Berita Viral
Viral Kabar Transmigrasi ke IKN Nusantara, Alimuddin Bantah yang Ada di Paser Bukan Penajam
Sosok Alimuddin selain dikenal sebagai pejabat di Pemkab Penajam Paser Utara, kini juga menjabat sebagai Deputi Sosial, Budaya
Penulis: Mohammad Fairoussaniy | Editor: Budi Susilo
TRIBUNKALTIM.CO, SAMARINDA - Alimuddin membantah soal adanya program transmigrasi ke kawasan Ibu Kota Negara Indonesia yang bernama IKN Nusantara.
Sosok Alimuddin selain dikenal sebagai pejabat di Pemkab Penajam Paser Utara, kini juga menjabat sebagai Deputi Sosial, Budaya, dan Pemberdayaan Masyarakat Otorita IKN Nusantara.
Tersiar kabar di berbagai kanal media sosial, disebutkan masyarakat Yogyakarta akan berangkat ke IKN Nusantara untuk mengikuti program transmigrasi di Penajam Paser Utara, lokasi IKN Nusantara.
Kontan, kabar itu kemudian viral, jadi perbincangan di tengah masyarakat karena kadung tersiar informasi yang menyebut wacana 6 ribu lebih warga Yogyakarta.
Bersiap-siap akan bertransmigrasi ke IKN Nusantara di Kalimantan Timur.
Baca juga: Otorita IKN Nusantara Tanggapi soal Tanah Ahli Waris Kesultanan AM Parikesit
Pihak Badan Otorita IKN dengan tegas menyatakan informasi wacana 6 ribu lebih warga Yogyakarta akan bertransmigrasi ke IKN Nusantara merupakan hoaks.
Dinas Tenaga Kerja dan Transmigrasi (Disnakertrans) Yogyakarta juga membantah hal tersebut.
Deputi Sosial, Budaya, dan Pemberdayaan Masyarakat Otorita IKN, Alimuddin menegaskan transmigrasi merupakan program sebelum adanya IKN Nusantara.
"Tidak ada itu.
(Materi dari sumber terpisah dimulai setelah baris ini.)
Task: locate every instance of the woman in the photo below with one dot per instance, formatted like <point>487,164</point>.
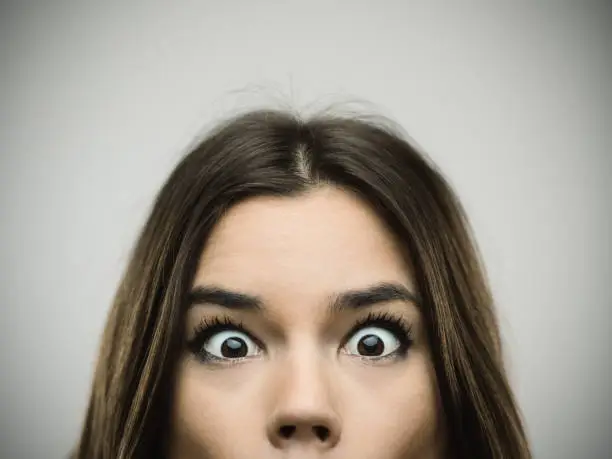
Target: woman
<point>303,288</point>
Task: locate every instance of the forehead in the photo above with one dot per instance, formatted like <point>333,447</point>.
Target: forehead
<point>301,247</point>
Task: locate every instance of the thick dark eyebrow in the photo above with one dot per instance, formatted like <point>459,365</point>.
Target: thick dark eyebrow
<point>350,300</point>
<point>224,298</point>
<point>370,296</point>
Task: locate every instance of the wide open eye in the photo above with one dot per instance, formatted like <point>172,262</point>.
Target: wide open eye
<point>230,344</point>
<point>373,342</point>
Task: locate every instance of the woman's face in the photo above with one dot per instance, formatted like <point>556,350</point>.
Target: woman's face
<point>303,340</point>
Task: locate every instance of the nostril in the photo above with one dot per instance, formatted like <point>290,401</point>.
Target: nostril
<point>287,431</point>
<point>321,432</point>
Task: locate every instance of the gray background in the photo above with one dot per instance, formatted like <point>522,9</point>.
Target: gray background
<point>513,100</point>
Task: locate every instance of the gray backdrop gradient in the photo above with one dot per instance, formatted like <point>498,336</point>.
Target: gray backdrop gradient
<point>513,100</point>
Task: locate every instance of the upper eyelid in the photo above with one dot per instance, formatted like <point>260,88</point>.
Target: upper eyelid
<point>371,319</point>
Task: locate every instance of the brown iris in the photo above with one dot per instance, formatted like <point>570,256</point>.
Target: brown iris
<point>371,346</point>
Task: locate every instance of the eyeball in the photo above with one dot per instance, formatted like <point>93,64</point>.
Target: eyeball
<point>230,344</point>
<point>372,342</point>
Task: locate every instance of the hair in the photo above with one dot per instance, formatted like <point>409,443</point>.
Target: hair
<point>278,153</point>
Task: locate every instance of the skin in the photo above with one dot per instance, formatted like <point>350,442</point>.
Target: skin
<point>295,254</point>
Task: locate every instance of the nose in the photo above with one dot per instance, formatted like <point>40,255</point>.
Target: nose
<point>304,414</point>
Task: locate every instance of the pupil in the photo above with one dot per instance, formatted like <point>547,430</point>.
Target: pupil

Itu program sebelum ada IKN. Adanya IKN, sudah enggak ada lagi (program transmigrasi). Yang ada itu di Paser, bukan di Penajam Paser Utara," tegasnya kepada TribunKaltim.co pada Senin (7/8/2023).
Program transmigrasi tidak ada yang ditujukan ke IKN Nusantara.
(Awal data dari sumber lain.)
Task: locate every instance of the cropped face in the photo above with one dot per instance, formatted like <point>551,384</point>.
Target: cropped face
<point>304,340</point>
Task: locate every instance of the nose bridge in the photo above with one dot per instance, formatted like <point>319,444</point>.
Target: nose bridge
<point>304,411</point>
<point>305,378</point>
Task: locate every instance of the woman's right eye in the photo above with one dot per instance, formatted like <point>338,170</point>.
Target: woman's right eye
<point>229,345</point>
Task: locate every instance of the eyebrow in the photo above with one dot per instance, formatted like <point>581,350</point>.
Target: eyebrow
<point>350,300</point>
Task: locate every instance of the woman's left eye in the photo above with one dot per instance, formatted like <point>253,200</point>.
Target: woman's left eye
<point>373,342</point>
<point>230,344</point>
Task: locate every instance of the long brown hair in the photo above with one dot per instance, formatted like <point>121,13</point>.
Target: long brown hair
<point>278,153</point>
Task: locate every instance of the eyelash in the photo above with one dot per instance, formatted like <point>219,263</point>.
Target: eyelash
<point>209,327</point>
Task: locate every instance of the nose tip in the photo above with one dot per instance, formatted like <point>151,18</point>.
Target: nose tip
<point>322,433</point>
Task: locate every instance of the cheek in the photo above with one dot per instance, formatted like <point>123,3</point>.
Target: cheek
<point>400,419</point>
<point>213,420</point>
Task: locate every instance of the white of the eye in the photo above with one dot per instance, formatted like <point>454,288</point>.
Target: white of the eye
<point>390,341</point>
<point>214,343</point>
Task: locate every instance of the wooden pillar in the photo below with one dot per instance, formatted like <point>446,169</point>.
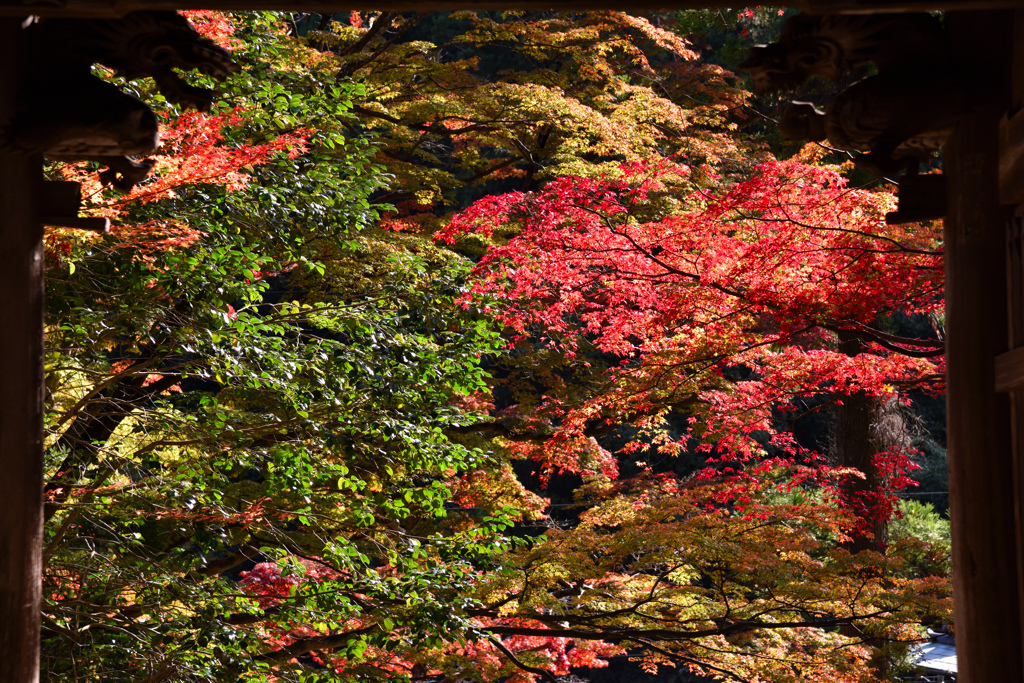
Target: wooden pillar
<point>982,507</point>
<point>20,389</point>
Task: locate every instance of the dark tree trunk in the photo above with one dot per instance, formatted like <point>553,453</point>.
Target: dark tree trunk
<point>856,442</point>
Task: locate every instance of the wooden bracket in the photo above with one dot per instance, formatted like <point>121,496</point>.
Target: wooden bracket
<point>58,205</point>
<point>921,198</point>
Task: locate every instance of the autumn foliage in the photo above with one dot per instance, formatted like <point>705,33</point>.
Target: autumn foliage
<point>296,434</point>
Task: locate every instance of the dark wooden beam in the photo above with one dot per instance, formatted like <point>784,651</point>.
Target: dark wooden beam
<point>981,481</point>
<point>20,389</point>
<point>100,8</point>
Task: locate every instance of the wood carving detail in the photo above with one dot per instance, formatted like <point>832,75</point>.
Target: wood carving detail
<point>70,115</point>
<point>898,117</point>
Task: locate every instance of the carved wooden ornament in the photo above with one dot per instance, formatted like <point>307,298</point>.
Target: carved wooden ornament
<point>68,114</point>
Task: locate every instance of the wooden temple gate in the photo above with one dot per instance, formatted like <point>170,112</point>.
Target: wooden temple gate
<point>984,247</point>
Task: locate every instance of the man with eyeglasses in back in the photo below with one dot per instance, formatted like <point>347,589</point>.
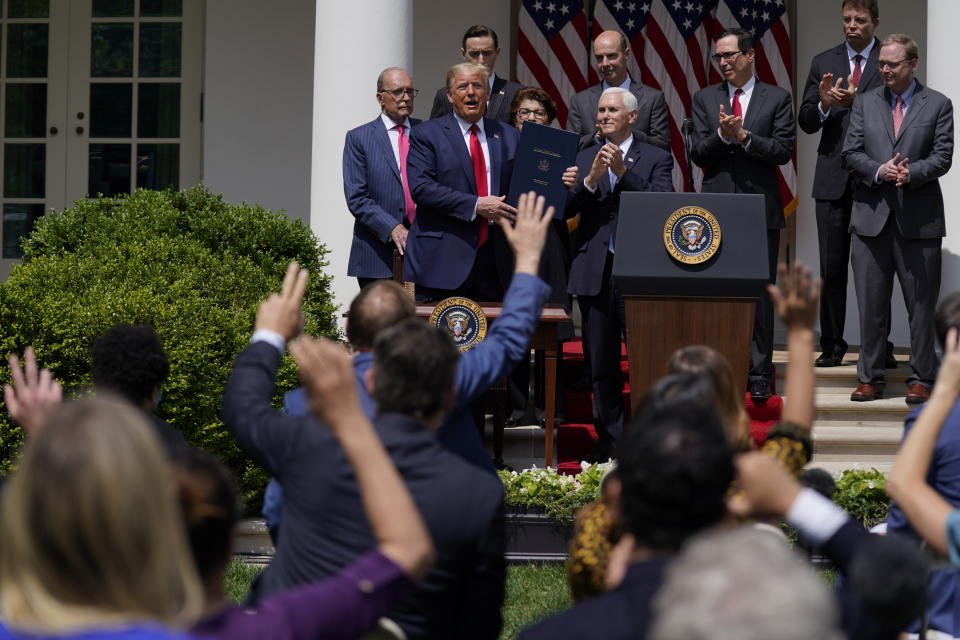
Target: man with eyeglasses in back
<point>480,45</point>
<point>375,180</point>
<point>744,129</point>
<point>898,144</point>
<point>836,77</point>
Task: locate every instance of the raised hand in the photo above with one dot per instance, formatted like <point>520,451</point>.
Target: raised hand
<point>529,234</point>
<point>570,176</point>
<point>795,299</point>
<point>281,312</point>
<point>34,393</point>
<point>326,371</point>
<point>494,208</point>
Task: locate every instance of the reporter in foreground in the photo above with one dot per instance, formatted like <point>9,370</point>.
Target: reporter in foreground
<point>345,605</point>
<point>91,540</point>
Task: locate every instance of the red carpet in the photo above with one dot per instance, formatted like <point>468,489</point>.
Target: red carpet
<point>576,437</point>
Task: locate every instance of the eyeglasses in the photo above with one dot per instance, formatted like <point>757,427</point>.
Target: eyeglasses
<point>398,93</point>
<point>890,65</point>
<point>526,113</point>
<point>726,55</point>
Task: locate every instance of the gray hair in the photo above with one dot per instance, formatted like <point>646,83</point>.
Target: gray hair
<point>629,100</point>
<point>742,584</point>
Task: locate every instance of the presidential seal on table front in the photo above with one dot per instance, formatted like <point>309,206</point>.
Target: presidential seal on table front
<point>463,319</point>
<point>691,235</point>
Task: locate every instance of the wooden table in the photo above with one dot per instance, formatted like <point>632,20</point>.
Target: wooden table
<point>545,339</point>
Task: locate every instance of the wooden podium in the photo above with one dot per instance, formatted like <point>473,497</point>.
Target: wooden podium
<point>669,304</point>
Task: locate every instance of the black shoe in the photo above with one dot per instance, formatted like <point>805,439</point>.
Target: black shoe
<point>759,389</point>
<point>829,360</point>
<point>601,453</point>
Ketika IKN sudah ditetapkan di Kalimantan Timur, semuanya telah mengikuti Rencana Tata Ruang dan Wilayah (RTRW) dan area induk dari IKN.
Baca juga: Program Transmigrasi ke IKN Nusantara tak Ada, Pengiriman 6 Ribu Warga Yogyakarta Hoaks
"Kami enggak ada (transmigrasi). Itu dulu program sebelum ada IKN. Setelah ada IKN, semuanya mengikuti RTRW dan area induk IKN. Berita yang kemarin itu hoaks," tegasnya.
Sebelumnya, di sejumlah media online dan di media sosial instagram sempat memberitakan serta memuat informasi terkait wacana transmigrasi 6 ribu warga Yogyakarta ke IKN.
Informasi menuai pro dan kontra di kalangan masyarakat, khususnya bagi masyarakat lokal Kalimantan Timur.
Mengutip dari pemberitaan yang sempat viral, Kepala Bidang Perlindungan Penempatan Tenaga Kerja dan Perluasan Kesempatan Kerja dan Transmigrasi Disnakertrans Yogyakarta, Elly Supriyanti mengatakan, sebanyak 6.823 jiwa yang dimaksud merupakan akumulasi peserta program transmigrasi Yogyakarta sejak 2008 hingga 2022.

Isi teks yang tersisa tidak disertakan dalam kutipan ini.